Configure via environment variables:

- ``DRUGS_CACHE_PATH`` – override cache path
- ``DRUGS_CACHE_TTL_SECONDS`` – TTL in seconds
- ``DRUGS_CACHE_DISABLED=1`` – disable disk caching

## API surface

- `Drug.pubchem_cid`, `Drug.chembl_id`, `Drug.inchikey`: resolved identifiers
- `Drug.fetch_pubchem_properties()`: dict of core PubChem properties
- `Drug.fetch_pubchem_text(headings)`: filtered PUG-View text sections
- Structure: `Drug.smiles()`, `Drug.selfies()`, `Drug.molecular_fingerprint()`, `Drug.similarity_to()`
- Bioactivity/targets: `Drug.fetch_chembl_mechanisms()`, `Drug.fetch_chembl_bioactivities()`, `Drug.fetch_target_details()`, `Drug.target_accessions()`, `Drug.target_gene_symbols()`
- Safety: `Drug.fetch_drug_interactions()`
- RDKit properties: `Drug.molecular_properties()`
- Batch helpers: `Drug.from_batch()`, `Drug.batch_similarity_matrix()`
- Embedding helpers: `text_embedding`, `text_embedding_cached`, `protein_embedding`, `protein_embedding_cached`
- Reporting: `write_drug_markdown`

### Heading presets
Curated heading sets live in `drugs.constants` (e.g., `PUBCHEM_MINIMAL_STABLE`, `PUBCHEM_ADME_PK`, `PUBCHEM_MEANING`, etc.).

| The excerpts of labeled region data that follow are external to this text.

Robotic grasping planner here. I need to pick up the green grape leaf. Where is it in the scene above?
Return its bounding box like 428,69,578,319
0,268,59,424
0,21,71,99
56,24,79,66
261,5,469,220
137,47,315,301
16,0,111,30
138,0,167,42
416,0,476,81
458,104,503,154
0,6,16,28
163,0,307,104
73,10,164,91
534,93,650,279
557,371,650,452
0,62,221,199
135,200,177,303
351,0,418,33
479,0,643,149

Use `drugs.core.list_pubchem_text_headings(cid)` to inspect available headings for a given CID.

## Tests and quality

```powershell
make test   # runs pytest
make lint   # ruff + mypy
make format # black + autofix lint
```

## Documentation

Build and view the Sphinx docs locally:

```powershell
pip install -e ".[docs]"
cd docs
make html  # or: python -m sphinx -b html . _build/html
```

Then open `_build/html/index.html` in your browser.

### Publishing to GitHub Pages

A GitHub Actions workflow (`.github/workflows/docs.yml`) builds the Sphinx HTML
docs on every push to `main` and publishes them to GitHub Pages.

One-time repo setup:
- In GitHub, go to **Settings → Pages** and set **Source** to **GitHub Actions**.

Manual trigger: use **Actions → docs → Run workflow** to publish immediately.

## Publishing

This project uses Hatchling. To build and publish (requires valid PyPI credentials):

```powershell
pip install hatch
hatch build
hatch publish
```

## Notes

- Network access is required for live API calls to PubChem, ChEMBL, and UniChem.
- Protein embedding cache utilities expect `torch` if you use `protein_embedding_cached`; otherwise no heavy dependencies are required.